Fellowships focused on climate change science

Interdisciplinary UCI graduate students are converging on a multifaceted problem

When Julianne DeAngelo, a Ph.D. student in UCI’s Department of Earth System Science, was an undergraduate at Dartmouth University, she conducted research into how climate change is affecting glaciers in Greenland.

Steven Davis
Meet the Expert: Steve Davis, associate professor of Earth system science

She would measure layers of ice that had formed from glacial meltwater, and what she found – after many hours spent standing in a freezer back on Dartmouth’s campus – was clear: The frequency of meltwater layers increased as the 20th century, and human-driven climate change, progressed.

To DeAngelo, who now works in the lab of Steve Davis, UCI associate professor of Earth system science, it was a turning point in her understanding of what she wanted to research. The meltwater layers, alongside decades of observations and measurements from countless scientists, solidified the reality of human-caused climate change.

Still unclear, however, are the economic forces that currently keep action on climate change from moving forward. There are as many possible answers as there are molecules of carbon dioxide in a breath of air – but getting a handle on those factors is what DeAngelo is doing as a member of the first cohort of UCI Solutions that Scale fellows.

Jack Brouwer
Meet the Expert: Jack Brouwer, professor of mechanical & aerospace engineering

She’s focused on modeling just one contributor: freight transport.

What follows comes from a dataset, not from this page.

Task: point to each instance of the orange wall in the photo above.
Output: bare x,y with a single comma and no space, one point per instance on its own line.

She wants to understand the primary economic and technological obstacles to the freight industry achieving net-zero carbon emissions as quickly as possible.

To this end, DeAngelo is working not only with Davis, but with Jack Brouwer, UCI professor of mechanical & aerospace engineering. He’s an expert in what kind of alternative fuels industry sectors such as freight might be able to switch to the fastest – hydrogen, biofuels, synthetic fuels, etc. – based on things like cost. DeAngelo summarizes the challenge as “What’s the most cost-effective way to get the freight industry to net-zero?” The way forward, she notes, “requires an interdisciplinary approach.”

Sarah Wang, a Ph.D. student who works in the lab of UCI chemistry professor Jenny Yang, is another inaugural recipient of a Solutions that Scale graduate fellowship. She has the same mission as DeAngelo: achieving net-zero carbon emissions. But Wang is taking a very different path to that goal by trying to create chemicals that can react with nitrous oxide (N2O, also known as laughing gas) – which, after carbon dioxide and methane, is the most prevalent greenhouse gas.

Jenny Yang
Meet the Expert: Jenny Yang, Chancellor's Professor of chemistry

Her aim is to convert the gas into something that doesn’t warm the planet. Research like hers has never been done before – indeed, Wang says there have been no studies whatsoever on reaching a world without N2O emissions. If her idea is successful, the work of translating it into the industrial realm – something Davis can help with by modeling net-zero N2O emissions scenarios – can begin.